What Does It Mean to Be Excited

From the post "de Broglie Per Person"

$2\pi a_{ \psi  }=n\lambda$

$h_n=2\pi a_{ \psi  }mc=mc.n\lambda$

with $n=1$.

$2\pi a_{ \psi  }=\lambda_1$

$h_1=2\pi a_{ \psi  }mc=mc.\lambda_{1}$

At $_na_\psi$,

$h_n=2\pi a_{\psi\,n}.mc=mc.\lambda_n$

When a particle is excited we have,

$h_{f}\rightarrow h_{i}$

and

$\lambda_{f}\rightarrow\lambda_{i}$

And when the particle returns from an excited state, $\lambda_{i}$ is applied to $h_{f}$ and we formulate,

$E_{i\rightarrow f}=h_{f}f_{i}=2\pi a_{ \psi\,_f  }.mc.f_{i}=\lambda_{f}mc.\cfrac{c}{\lambda_i}$

which is the energy of the particle at $h_f$.

Since,

$2\pi a_{\psi\,n}=2\pi e^{ -\cfrac { Aa_{\psi\,n}+C }{ n^{ 2 } }  }= \lambda_{n}$

$\cfrac{\lambda_{f}}{\lambda_{i}}= e^{ -\cfrac { Aa_{\psi\,f}+C }{ n^{ 2 }_f }+\cfrac { Aa_{\psi\,i}+C }{ n^{ 2 }_i }  }$  --- (*)

We have,

$E_{i\rightarrow f}=mc^2.e^{ -\cfrac { Aa_{\psi\,f}+C }{ n^{ 2 }_f }+\cfrac { Aa_{\psi\,i}+C }{ n^{ 2 }_i }  }=\psi_f+x.F$

The energy required at $n_f$ is $E_{i\rightarrow f}$, the energy in excess is $x.F$, the work function.
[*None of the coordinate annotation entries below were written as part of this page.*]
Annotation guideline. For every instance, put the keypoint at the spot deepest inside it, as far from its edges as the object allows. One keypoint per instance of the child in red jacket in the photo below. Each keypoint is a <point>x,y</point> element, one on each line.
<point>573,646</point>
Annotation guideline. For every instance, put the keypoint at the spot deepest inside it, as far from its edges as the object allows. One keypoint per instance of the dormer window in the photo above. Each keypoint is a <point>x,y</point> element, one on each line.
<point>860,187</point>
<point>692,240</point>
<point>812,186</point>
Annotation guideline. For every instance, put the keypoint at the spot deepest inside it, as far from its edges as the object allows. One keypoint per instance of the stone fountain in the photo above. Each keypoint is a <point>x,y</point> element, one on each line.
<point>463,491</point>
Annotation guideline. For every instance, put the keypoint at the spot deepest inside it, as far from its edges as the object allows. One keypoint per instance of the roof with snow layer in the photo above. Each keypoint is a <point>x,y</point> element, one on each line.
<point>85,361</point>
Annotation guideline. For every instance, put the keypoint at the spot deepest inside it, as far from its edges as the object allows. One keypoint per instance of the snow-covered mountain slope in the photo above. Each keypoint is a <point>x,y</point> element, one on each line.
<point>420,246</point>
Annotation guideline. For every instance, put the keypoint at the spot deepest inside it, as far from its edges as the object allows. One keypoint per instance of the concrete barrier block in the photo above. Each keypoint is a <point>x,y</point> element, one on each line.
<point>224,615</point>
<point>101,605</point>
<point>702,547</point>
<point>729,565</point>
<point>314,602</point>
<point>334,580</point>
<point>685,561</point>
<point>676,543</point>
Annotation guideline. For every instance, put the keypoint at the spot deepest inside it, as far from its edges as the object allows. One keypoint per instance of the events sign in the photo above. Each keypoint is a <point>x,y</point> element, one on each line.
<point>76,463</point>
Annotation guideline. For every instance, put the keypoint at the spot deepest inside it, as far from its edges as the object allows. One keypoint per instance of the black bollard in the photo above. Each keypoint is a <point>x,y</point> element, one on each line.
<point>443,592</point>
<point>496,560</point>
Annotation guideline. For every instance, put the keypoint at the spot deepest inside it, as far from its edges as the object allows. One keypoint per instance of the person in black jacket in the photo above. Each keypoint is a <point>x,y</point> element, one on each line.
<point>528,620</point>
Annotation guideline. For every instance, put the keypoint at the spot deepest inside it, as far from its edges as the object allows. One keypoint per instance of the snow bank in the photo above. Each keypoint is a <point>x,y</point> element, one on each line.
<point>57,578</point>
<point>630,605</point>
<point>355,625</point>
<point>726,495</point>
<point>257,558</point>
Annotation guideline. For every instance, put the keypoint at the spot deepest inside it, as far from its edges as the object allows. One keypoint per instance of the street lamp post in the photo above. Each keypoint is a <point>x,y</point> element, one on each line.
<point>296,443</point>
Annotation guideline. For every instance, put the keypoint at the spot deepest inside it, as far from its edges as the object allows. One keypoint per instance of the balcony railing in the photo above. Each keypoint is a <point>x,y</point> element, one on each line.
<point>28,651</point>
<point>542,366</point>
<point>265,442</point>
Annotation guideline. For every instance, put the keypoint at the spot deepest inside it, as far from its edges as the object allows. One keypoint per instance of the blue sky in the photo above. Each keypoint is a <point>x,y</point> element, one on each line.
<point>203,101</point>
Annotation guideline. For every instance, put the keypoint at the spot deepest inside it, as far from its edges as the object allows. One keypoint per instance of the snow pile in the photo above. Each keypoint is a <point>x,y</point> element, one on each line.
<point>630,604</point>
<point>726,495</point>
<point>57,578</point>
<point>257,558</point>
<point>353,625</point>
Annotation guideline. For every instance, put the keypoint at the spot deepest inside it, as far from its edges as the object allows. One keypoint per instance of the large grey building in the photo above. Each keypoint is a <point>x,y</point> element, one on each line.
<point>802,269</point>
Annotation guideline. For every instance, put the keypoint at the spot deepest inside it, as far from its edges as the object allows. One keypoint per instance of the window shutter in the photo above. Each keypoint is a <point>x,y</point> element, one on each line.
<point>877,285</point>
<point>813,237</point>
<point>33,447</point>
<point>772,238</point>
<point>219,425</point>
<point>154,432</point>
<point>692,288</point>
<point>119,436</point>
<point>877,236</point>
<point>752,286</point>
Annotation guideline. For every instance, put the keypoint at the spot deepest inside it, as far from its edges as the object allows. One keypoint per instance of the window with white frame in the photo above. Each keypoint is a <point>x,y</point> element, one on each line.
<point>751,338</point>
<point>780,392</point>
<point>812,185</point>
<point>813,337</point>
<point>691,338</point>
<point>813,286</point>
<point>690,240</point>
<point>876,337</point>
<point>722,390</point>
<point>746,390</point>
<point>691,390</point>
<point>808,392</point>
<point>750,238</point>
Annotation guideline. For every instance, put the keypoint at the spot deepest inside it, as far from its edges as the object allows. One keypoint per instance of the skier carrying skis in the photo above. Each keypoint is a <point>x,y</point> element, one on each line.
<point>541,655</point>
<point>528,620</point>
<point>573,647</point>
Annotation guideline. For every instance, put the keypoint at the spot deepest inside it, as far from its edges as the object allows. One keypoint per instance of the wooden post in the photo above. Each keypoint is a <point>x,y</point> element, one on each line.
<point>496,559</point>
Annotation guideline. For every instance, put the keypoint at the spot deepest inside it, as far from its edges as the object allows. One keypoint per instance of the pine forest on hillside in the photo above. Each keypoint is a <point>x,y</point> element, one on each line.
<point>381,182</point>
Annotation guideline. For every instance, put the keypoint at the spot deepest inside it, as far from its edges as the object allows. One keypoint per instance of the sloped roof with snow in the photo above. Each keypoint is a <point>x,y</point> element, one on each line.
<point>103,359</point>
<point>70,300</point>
$E_{\Delta n}=E_{i\rightarrow f}-E_f=mc^2.e^{ -\cfrac { Aa_{\psi\,f}+C }{ n^{ 2 }_f }+\cfrac { Aa_{\psi\,i}+C }{ n^{ 2 }_i }  }-mc^2=x.F$

$E_{\Delta n}=mc^2\left\{e^{ -\cfrac { Aa_{\psi\,f}+C }{ n^{ 2 }_f }+\cfrac { Aa_{\psi\,i}+C }{ n^{ 2 }_i }  }-1\right\}=x.F$ --- (1)

where $E_{\Delta n}$ is the energy gained by the particle.  In this case the, the particle loses energy and $E_{\Delta n}$ is negative.

In this derivation, the Planck constant $h$, is formulated for each solution of $a_\psi$.  The resulting $h_i$ is applied at the appropriate level to obtain $\psi_i+x.F$, the work function.  $x.F$ is emitted as a photon.

Alternatively,

$\Delta E=E_{f}-E_{i}=mc^2-mc^2=0$

What happened?

When we apply $h_f$ to $\lambda_i$, we are suggesting that a wave at $\lambda_i$ is caught at energy level $h_f$.  $\lambda_i$ adjusts itself to $\lambda_f$ and there are energy changes in the process.  When $\lambda_i$ is due to a larger $a_{\psi\,n}$, its amplitude is also smaller  (cf. post "H Bar And No Bar"; this amplitude need to be quantified).  When $\lambda_i$ constrict to $\lambda_f$ at energy state $n=f$ it does so at smaller amplitude, it loses energy.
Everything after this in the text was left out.